Effective June 7, the California Social Science Experimental Laboratory, or CASSEL, will close its doors, potentially driving researchers and graduate students to universities that provide them the resources they need to do their research.
Since its inception in 2000, the lab has conducted more than 2,500 experiments with more than 100 publications in top academic journals, said Estela Hopenhayn, a lab manager at CASSEL. The lab currently hosts studies in the social sciences, including economics, finance and anthropology.
Space is a major consideration in CASSEL’s closure – there is no room for this sizeable lab in the current economic climate, and the space would be alternatively filled by classrooms or a computer lab, Elizabeth Landaw, the assistant dean of social sciences, told the Daily Bruin earlier this week.
However, the decision to close the lab as opposed to compromising with researchers to simply reduce its size reflects poorly on the UCLA administration’s commitment to remain on the frontiers of research in the social sciences at UCLA.
Last year, CASSEL’s directors proposed downsizing the lab to half its initial size and leaving the other half for the dean of social sciences, Alessandro Duranti, to use as he saw fit. This compromise is reasonable and should be adopted by university administration in order to keep a prestigious lab on campus while also addressing problems of space.
It is true that the lab has faced decreasing use since its inception, although there was a sudden spike in usage last year.
However, CASSEL’s general lack of use indicates only that the lab is too big, not that it shouldn’t exist anymore.
The closure of the lab makes it more difficult for graduate students in the social sciences to get involved in research projects, and may even force those students to do their research at other universities where labs are available.
One graduate student in economics, Santiago Sautua, says he will eventually have to find a lab for his research, and he does not know if labs in different departments on campus will facilitate his experiments.

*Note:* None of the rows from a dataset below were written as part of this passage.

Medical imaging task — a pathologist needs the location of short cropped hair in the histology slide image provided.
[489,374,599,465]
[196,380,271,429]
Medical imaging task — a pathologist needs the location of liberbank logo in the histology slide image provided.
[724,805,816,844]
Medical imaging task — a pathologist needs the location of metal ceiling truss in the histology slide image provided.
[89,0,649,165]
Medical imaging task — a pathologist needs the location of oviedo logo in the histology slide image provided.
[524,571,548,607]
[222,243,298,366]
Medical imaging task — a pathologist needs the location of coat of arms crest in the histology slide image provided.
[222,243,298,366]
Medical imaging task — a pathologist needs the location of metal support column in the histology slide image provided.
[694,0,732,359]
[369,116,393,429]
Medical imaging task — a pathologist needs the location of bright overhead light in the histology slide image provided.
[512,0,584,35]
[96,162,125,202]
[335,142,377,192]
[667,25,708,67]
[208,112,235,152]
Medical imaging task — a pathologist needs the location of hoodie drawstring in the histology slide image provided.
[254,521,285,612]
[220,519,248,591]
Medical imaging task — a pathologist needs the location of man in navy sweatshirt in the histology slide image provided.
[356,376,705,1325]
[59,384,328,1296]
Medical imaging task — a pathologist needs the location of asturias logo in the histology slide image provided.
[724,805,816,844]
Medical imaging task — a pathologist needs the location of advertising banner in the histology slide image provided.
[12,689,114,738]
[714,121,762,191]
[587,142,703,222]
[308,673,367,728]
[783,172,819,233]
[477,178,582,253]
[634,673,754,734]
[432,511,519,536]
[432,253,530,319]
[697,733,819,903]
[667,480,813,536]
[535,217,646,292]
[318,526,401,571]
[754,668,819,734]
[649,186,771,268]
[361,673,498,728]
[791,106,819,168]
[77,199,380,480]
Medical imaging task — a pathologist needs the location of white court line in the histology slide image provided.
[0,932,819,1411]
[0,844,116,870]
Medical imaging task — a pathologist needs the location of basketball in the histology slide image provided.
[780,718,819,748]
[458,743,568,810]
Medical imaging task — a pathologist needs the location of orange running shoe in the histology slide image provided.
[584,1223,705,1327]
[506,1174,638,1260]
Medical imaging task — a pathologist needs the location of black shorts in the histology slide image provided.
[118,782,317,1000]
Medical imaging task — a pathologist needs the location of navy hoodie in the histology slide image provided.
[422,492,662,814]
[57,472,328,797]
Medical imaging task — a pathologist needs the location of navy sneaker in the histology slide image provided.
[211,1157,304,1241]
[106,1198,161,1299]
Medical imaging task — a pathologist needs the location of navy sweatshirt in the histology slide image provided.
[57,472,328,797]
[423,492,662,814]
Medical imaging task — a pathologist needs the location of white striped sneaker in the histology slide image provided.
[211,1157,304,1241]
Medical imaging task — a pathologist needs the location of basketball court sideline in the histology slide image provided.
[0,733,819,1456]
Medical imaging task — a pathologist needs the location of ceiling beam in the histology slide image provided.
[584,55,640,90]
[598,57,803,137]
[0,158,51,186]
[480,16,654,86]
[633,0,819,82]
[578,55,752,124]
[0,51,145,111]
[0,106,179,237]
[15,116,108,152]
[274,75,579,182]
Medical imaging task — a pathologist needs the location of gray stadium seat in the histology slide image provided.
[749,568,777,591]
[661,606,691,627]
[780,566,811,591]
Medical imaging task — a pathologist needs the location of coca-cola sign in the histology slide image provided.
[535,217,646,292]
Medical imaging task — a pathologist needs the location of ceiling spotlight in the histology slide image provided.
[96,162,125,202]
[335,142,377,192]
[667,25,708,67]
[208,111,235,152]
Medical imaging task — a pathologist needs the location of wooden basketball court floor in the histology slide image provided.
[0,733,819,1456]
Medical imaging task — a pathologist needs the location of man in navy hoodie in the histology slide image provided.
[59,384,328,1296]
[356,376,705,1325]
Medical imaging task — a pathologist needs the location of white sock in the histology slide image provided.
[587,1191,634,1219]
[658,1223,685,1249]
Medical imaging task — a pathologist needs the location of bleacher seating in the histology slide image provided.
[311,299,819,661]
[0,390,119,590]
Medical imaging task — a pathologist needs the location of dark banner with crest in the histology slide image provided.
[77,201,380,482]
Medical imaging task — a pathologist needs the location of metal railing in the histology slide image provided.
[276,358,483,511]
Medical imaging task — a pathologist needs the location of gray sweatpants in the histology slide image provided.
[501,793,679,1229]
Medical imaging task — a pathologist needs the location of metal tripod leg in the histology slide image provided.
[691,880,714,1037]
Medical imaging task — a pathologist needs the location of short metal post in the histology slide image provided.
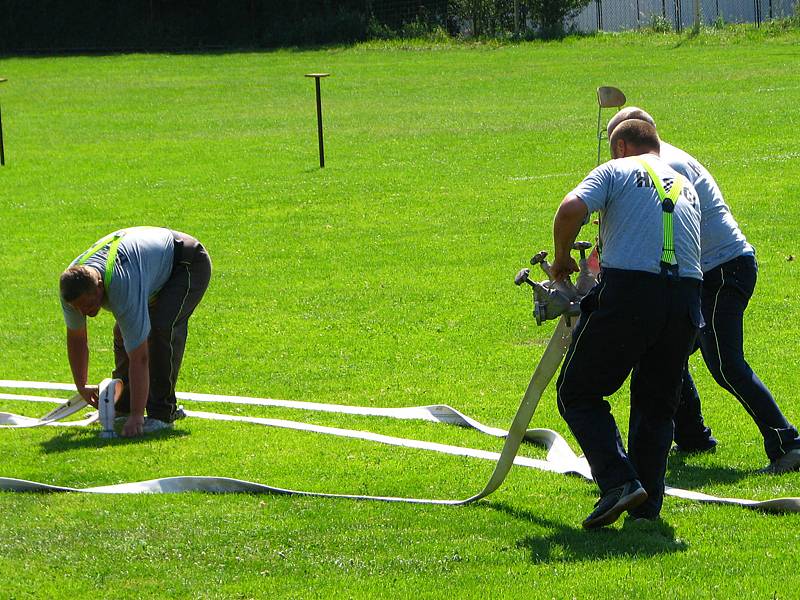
[0,77,8,167]
[0,103,6,167]
[306,73,330,169]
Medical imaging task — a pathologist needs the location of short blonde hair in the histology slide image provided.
[58,265,97,302]
[606,106,656,139]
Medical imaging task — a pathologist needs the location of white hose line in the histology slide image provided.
[0,319,800,513]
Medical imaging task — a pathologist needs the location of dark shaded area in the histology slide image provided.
[666,451,753,490]
[40,429,189,454]
[487,502,688,563]
[0,0,448,54]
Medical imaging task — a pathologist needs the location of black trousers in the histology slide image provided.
[556,269,701,517]
[113,232,211,423]
[675,256,800,460]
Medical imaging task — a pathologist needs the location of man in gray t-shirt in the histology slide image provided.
[551,120,702,529]
[60,227,211,436]
[607,106,800,473]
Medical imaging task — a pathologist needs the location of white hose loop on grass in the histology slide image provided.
[0,319,800,513]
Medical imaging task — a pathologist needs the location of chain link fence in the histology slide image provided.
[570,0,796,33]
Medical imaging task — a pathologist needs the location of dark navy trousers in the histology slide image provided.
[556,269,702,517]
[675,256,800,460]
[113,232,211,423]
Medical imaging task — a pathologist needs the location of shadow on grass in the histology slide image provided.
[40,429,189,454]
[666,452,753,489]
[488,502,688,563]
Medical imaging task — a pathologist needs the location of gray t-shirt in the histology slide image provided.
[572,154,703,279]
[661,141,755,273]
[61,227,174,352]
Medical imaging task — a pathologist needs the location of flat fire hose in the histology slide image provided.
[0,318,800,513]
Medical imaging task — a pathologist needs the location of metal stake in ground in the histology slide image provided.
[0,77,8,166]
[306,73,330,169]
[597,86,626,165]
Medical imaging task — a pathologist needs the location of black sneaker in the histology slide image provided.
[583,479,647,529]
[758,448,800,475]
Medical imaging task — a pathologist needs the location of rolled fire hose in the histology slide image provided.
[0,318,800,513]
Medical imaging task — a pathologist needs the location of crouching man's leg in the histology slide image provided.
[628,280,701,519]
[147,234,211,423]
[556,281,647,528]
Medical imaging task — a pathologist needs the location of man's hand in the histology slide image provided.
[122,415,144,437]
[550,255,580,281]
[78,385,100,408]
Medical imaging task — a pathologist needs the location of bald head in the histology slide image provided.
[606,106,656,139]
[609,119,661,158]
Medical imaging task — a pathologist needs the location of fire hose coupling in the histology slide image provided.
[97,379,123,438]
[514,242,596,325]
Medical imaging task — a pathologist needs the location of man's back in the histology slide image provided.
[661,140,753,273]
[572,154,702,279]
[62,227,174,350]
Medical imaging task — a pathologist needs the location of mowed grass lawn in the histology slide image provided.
[0,27,800,598]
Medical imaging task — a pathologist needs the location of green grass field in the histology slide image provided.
[0,29,800,599]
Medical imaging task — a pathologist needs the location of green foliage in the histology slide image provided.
[648,13,673,33]
[0,27,800,600]
[450,0,514,37]
[526,0,590,38]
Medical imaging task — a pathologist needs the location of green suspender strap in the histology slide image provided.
[76,229,125,292]
[636,156,684,266]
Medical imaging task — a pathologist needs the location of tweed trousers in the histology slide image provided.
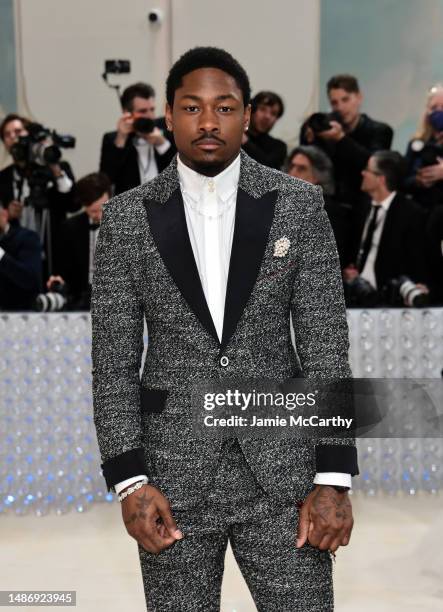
[138,438,334,612]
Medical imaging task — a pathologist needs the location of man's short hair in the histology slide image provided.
[251,91,285,119]
[288,145,335,195]
[74,172,112,207]
[0,113,31,141]
[371,150,406,191]
[166,47,251,108]
[326,74,360,93]
[120,82,155,112]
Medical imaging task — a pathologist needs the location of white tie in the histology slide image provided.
[204,179,225,341]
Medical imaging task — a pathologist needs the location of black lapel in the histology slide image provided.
[144,188,219,343]
[221,188,278,351]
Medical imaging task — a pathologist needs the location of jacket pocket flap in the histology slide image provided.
[140,387,169,413]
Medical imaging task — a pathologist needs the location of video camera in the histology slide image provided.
[11,123,75,210]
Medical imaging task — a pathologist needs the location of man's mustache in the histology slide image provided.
[192,132,226,144]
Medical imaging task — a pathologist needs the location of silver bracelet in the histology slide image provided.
[118,478,148,501]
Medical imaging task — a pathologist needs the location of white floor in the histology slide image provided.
[0,495,443,612]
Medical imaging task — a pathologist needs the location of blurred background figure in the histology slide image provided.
[287,146,351,267]
[406,83,443,212]
[300,74,393,205]
[100,83,176,194]
[343,151,429,306]
[242,91,288,170]
[0,208,42,311]
[47,172,111,310]
[0,113,76,275]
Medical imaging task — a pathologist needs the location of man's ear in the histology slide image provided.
[243,104,251,130]
[165,103,172,132]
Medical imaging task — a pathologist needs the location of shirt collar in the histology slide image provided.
[372,191,397,212]
[177,154,240,202]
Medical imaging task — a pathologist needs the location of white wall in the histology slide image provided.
[172,0,320,153]
[15,0,319,177]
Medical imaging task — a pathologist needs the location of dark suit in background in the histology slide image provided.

If they do not, he says he will be forced to seek out a lab at another university.
Another economics graduate student, Omer Ali, said the closure of the lab may mean he simply won’t be involved in experimental economics at all, despite his interest in it.
Considerations of space in the social sciences department are valid, but the consequences of closing the lab completely are too great to justify when it could simply be made smaller.
CASSEL has facilitated prominent and revenue-generating research from faculty at UCLA and other prestigious universities. For example, Claremont Graduate University professor Paul Zak has conducted studies linking the hormone oxytocin with human behaviors.
The closure comes at a time when other major universities, including our competitors across town at USC, are in the process of building new labs, UCLA assistant law professor and senior researcher at CASSEL, Alexander Stremitzer told The Bruin.
CASSEL’s prestige within the academic community was a major reason Stremitzer said he chose to teach at UCLA.
Closing the lab instead of reducing its size chips away at UCLA’s appeal for faculty who would choose to come here based on the existence of the lab, as Stremitzer did.
Since he took over, Duranti has consistently encouraged the lab to fund itself through donations that would match university contributions, Hopenhayn said.
The lab was previously funded completely by the university, but now receives more than 70 percent of revenue from outside donors, Hopenhayn said. Last year the lab received a $370,000 grant from the National Science Foundation to cover the costs of new lab equipment.
This grant may now go toward possibly relocating the lab to the second floor of Bunche Hall, in the graduate student computer lab. This option should be pursued – a downsized laboratory in a new location would allow students like Sautua and Ali to conduct their research right here at UCLA.